Smartphones vs enfants: Y a-t-il un bon compromis ?

Smartphones vs enfants Y a-t-il un bon compromis
Smartphones vs enfants Y a-t-il un bon compromis

Une étude américaine pointe Des « tracés différents » dans les cerveaux des enfants utilisant des smartphones et les autres confirment si besoin est l’incidence néfaste de ces mediums sur la santé. C’est la chaîne CBS qui a révélé les premiers résultats inquiétants de cette étude. Pas moins de 21 centres de recherche aux Etats-Unis ont été impliqués dans cette grande enquête menée par des Instituts nationaux américains de la santé (NIH) afin d’examiner d’éventuelles modifications des cerveaux des bambins longuement exposés aux écrans et déterminer si la consommation intense de jeux vidéo et le temps passé sur internet avait une quelconque incidence sur leur développement. Les chercheurs qui ont examiné 4500 enfants de 9 et 10 ans conviennent que le cerveau de ceux qui passent beaucoup de temps sur les écrans apparaît modifié.

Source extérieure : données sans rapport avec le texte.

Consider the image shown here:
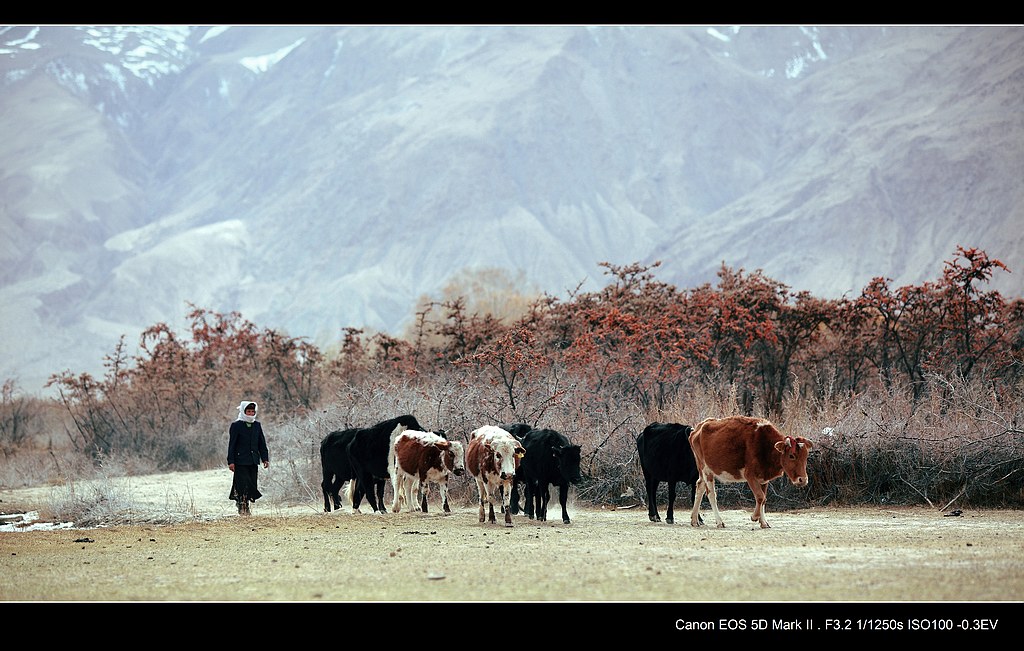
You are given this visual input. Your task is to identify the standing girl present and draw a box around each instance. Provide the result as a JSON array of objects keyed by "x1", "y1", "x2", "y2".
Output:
[{"x1": 227, "y1": 400, "x2": 270, "y2": 515}]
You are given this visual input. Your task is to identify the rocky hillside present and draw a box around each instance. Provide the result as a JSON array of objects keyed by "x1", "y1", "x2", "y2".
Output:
[{"x1": 0, "y1": 26, "x2": 1024, "y2": 389}]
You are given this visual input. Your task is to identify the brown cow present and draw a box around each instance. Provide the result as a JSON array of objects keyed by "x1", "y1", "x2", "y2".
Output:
[
  {"x1": 389, "y1": 430, "x2": 466, "y2": 513},
  {"x1": 466, "y1": 425, "x2": 526, "y2": 527},
  {"x1": 690, "y1": 416, "x2": 811, "y2": 529}
]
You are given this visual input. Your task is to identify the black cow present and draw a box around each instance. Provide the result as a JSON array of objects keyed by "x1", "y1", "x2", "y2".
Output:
[
  {"x1": 345, "y1": 414, "x2": 426, "y2": 513},
  {"x1": 637, "y1": 423, "x2": 698, "y2": 524},
  {"x1": 321, "y1": 428, "x2": 385, "y2": 513},
  {"x1": 500, "y1": 423, "x2": 534, "y2": 514},
  {"x1": 513, "y1": 430, "x2": 583, "y2": 524},
  {"x1": 321, "y1": 429, "x2": 355, "y2": 513}
]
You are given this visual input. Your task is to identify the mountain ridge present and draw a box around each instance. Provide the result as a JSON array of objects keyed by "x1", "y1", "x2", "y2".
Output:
[{"x1": 0, "y1": 26, "x2": 1024, "y2": 385}]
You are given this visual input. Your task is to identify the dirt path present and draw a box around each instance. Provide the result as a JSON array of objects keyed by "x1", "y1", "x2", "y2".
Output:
[{"x1": 0, "y1": 471, "x2": 1024, "y2": 602}]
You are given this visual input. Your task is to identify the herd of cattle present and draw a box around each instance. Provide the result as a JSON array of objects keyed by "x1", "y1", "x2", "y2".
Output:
[{"x1": 321, "y1": 415, "x2": 811, "y2": 528}]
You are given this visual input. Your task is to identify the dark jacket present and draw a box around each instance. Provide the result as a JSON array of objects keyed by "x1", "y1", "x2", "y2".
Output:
[{"x1": 227, "y1": 421, "x2": 270, "y2": 466}]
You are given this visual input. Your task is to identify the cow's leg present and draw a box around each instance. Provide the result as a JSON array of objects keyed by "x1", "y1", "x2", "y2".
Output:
[
  {"x1": 409, "y1": 479, "x2": 429, "y2": 513},
  {"x1": 534, "y1": 483, "x2": 551, "y2": 522},
  {"x1": 374, "y1": 479, "x2": 387, "y2": 513},
  {"x1": 558, "y1": 482, "x2": 569, "y2": 524},
  {"x1": 746, "y1": 479, "x2": 771, "y2": 529},
  {"x1": 345, "y1": 477, "x2": 362, "y2": 513},
  {"x1": 476, "y1": 477, "x2": 487, "y2": 522},
  {"x1": 703, "y1": 470, "x2": 725, "y2": 529},
  {"x1": 502, "y1": 486, "x2": 512, "y2": 527},
  {"x1": 509, "y1": 480, "x2": 520, "y2": 515},
  {"x1": 321, "y1": 471, "x2": 337, "y2": 513},
  {"x1": 438, "y1": 478, "x2": 452, "y2": 515},
  {"x1": 522, "y1": 481, "x2": 538, "y2": 520},
  {"x1": 665, "y1": 479, "x2": 676, "y2": 524},
  {"x1": 690, "y1": 475, "x2": 711, "y2": 527},
  {"x1": 690, "y1": 481, "x2": 703, "y2": 525},
  {"x1": 644, "y1": 477, "x2": 662, "y2": 522},
  {"x1": 391, "y1": 475, "x2": 406, "y2": 513}
]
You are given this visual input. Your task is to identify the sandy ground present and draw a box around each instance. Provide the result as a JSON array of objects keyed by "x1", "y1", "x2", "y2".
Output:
[{"x1": 0, "y1": 469, "x2": 1024, "y2": 603}]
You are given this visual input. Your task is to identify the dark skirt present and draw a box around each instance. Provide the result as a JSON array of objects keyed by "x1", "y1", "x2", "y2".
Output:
[{"x1": 227, "y1": 464, "x2": 263, "y2": 502}]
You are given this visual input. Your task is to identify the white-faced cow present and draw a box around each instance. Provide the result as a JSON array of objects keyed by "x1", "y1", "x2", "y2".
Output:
[
  {"x1": 637, "y1": 423, "x2": 697, "y2": 524},
  {"x1": 466, "y1": 425, "x2": 526, "y2": 527},
  {"x1": 515, "y1": 429, "x2": 583, "y2": 524},
  {"x1": 345, "y1": 414, "x2": 424, "y2": 513},
  {"x1": 391, "y1": 430, "x2": 466, "y2": 513},
  {"x1": 690, "y1": 416, "x2": 811, "y2": 529}
]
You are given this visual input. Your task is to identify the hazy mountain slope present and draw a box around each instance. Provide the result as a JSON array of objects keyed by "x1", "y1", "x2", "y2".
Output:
[
  {"x1": 652, "y1": 29, "x2": 1024, "y2": 296},
  {"x1": 0, "y1": 22, "x2": 1024, "y2": 395}
]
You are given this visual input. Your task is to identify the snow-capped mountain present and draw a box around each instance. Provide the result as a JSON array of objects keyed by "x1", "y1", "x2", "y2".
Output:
[{"x1": 0, "y1": 26, "x2": 1024, "y2": 389}]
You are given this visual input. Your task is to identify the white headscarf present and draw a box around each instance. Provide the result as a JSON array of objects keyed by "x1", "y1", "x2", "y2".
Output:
[{"x1": 238, "y1": 400, "x2": 259, "y2": 423}]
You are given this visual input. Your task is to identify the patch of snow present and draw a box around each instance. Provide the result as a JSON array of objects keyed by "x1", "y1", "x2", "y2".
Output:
[
  {"x1": 239, "y1": 39, "x2": 305, "y2": 74},
  {"x1": 199, "y1": 25, "x2": 231, "y2": 43},
  {"x1": 707, "y1": 28, "x2": 732, "y2": 43},
  {"x1": 0, "y1": 511, "x2": 75, "y2": 531}
]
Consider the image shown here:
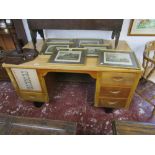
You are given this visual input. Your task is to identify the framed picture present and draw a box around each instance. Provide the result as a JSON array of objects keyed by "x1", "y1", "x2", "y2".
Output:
[
  {"x1": 128, "y1": 19, "x2": 155, "y2": 36},
  {"x1": 77, "y1": 39, "x2": 103, "y2": 47},
  {"x1": 49, "y1": 50, "x2": 85, "y2": 64},
  {"x1": 81, "y1": 44, "x2": 112, "y2": 57},
  {"x1": 11, "y1": 68, "x2": 42, "y2": 91},
  {"x1": 44, "y1": 45, "x2": 69, "y2": 55},
  {"x1": 99, "y1": 51, "x2": 139, "y2": 69},
  {"x1": 41, "y1": 43, "x2": 69, "y2": 55}
]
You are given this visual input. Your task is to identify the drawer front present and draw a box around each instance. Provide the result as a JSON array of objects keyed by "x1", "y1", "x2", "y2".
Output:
[
  {"x1": 20, "y1": 92, "x2": 48, "y2": 102},
  {"x1": 98, "y1": 98, "x2": 127, "y2": 108},
  {"x1": 101, "y1": 72, "x2": 136, "y2": 86},
  {"x1": 100, "y1": 87, "x2": 130, "y2": 98}
]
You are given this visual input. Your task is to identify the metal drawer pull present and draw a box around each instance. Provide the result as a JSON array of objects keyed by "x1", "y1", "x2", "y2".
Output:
[
  {"x1": 108, "y1": 101, "x2": 118, "y2": 105},
  {"x1": 113, "y1": 77, "x2": 123, "y2": 82},
  {"x1": 110, "y1": 90, "x2": 121, "y2": 94}
]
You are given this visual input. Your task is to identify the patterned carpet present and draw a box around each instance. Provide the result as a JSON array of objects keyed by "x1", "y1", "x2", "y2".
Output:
[{"x1": 0, "y1": 73, "x2": 155, "y2": 134}]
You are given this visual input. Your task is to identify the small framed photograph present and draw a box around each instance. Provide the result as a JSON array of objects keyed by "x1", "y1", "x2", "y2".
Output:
[
  {"x1": 46, "y1": 38, "x2": 75, "y2": 44},
  {"x1": 82, "y1": 44, "x2": 112, "y2": 57},
  {"x1": 77, "y1": 39, "x2": 103, "y2": 47},
  {"x1": 44, "y1": 45, "x2": 69, "y2": 55},
  {"x1": 128, "y1": 19, "x2": 155, "y2": 36},
  {"x1": 49, "y1": 50, "x2": 85, "y2": 64},
  {"x1": 41, "y1": 43, "x2": 69, "y2": 55},
  {"x1": 99, "y1": 51, "x2": 139, "y2": 69}
]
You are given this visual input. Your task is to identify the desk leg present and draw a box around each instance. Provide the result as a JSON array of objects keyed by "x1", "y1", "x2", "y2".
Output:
[
  {"x1": 33, "y1": 102, "x2": 44, "y2": 108},
  {"x1": 104, "y1": 108, "x2": 114, "y2": 113}
]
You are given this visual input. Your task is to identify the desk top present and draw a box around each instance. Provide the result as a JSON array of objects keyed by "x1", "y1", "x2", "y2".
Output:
[{"x1": 3, "y1": 40, "x2": 141, "y2": 72}]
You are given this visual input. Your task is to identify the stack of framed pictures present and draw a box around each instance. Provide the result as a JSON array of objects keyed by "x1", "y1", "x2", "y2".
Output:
[
  {"x1": 99, "y1": 50, "x2": 140, "y2": 69},
  {"x1": 49, "y1": 48, "x2": 86, "y2": 64},
  {"x1": 41, "y1": 38, "x2": 75, "y2": 55}
]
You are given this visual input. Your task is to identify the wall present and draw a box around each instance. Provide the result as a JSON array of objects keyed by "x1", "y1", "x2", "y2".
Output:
[{"x1": 23, "y1": 19, "x2": 155, "y2": 62}]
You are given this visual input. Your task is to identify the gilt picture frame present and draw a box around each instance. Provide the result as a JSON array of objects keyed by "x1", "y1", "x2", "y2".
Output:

Les premiers résultats de cette étude menée à l’aide d’imagerie par résonance magnétique (IRM) montrent des « tracés différents » dans les cerveaux des enfants utilisant des smartphones, tablettes et jeux vidéo plus de 7 heures par jour, a expliqué une responsable de cette étude, le docteur Gaya Dowling, au magazine d’information « 60 Minutes ». L’IRM a montré un amincissement prématuré du cortex, l’écorce cérébrale qui traite les informations envoyées au cerveau par les cinq sens. L’étiolement du cortex « est considéré comme un processus de vieillissement », a expliqué la scientifique, soulignant qu’il n’était pas certain que ce processus soit néfaste. « Nous ne savons pas si c’est causé par le temps passé devant les écrans. Nous ne savons pas encore si c’est une mauvaise chose. » 

Selon une autre scientifique interviewée pour cette émission, le docteur Kara Bagot, le smartphone peut avoir un effet addictif car le temps passé devant un écran stimule le dégagement de dopamine, l’hormone du plaisir. Pour arriver à ces résultats, son équipe a scanné le cerveau d’adolescents alors qu’ils regardaient leur fil Instagram.  « Il y a donc plus de chance qu’on agisse impulsivement et qu’on utilise les réseaux sociaux de façon compulsive que, par exemple, s’occuper de soi », explique-t-elle.

Pour cette étude, le NIH a enrôlé 11 000 enfants au total, qui seront suivis pendant plusieurs années pour étudier l’impact des écrans sur leur développement intellectuel et social, et sur leur santé. Rendez-vous donc est pris pour début 2019 lorsque les résultats commenceront à être publiés.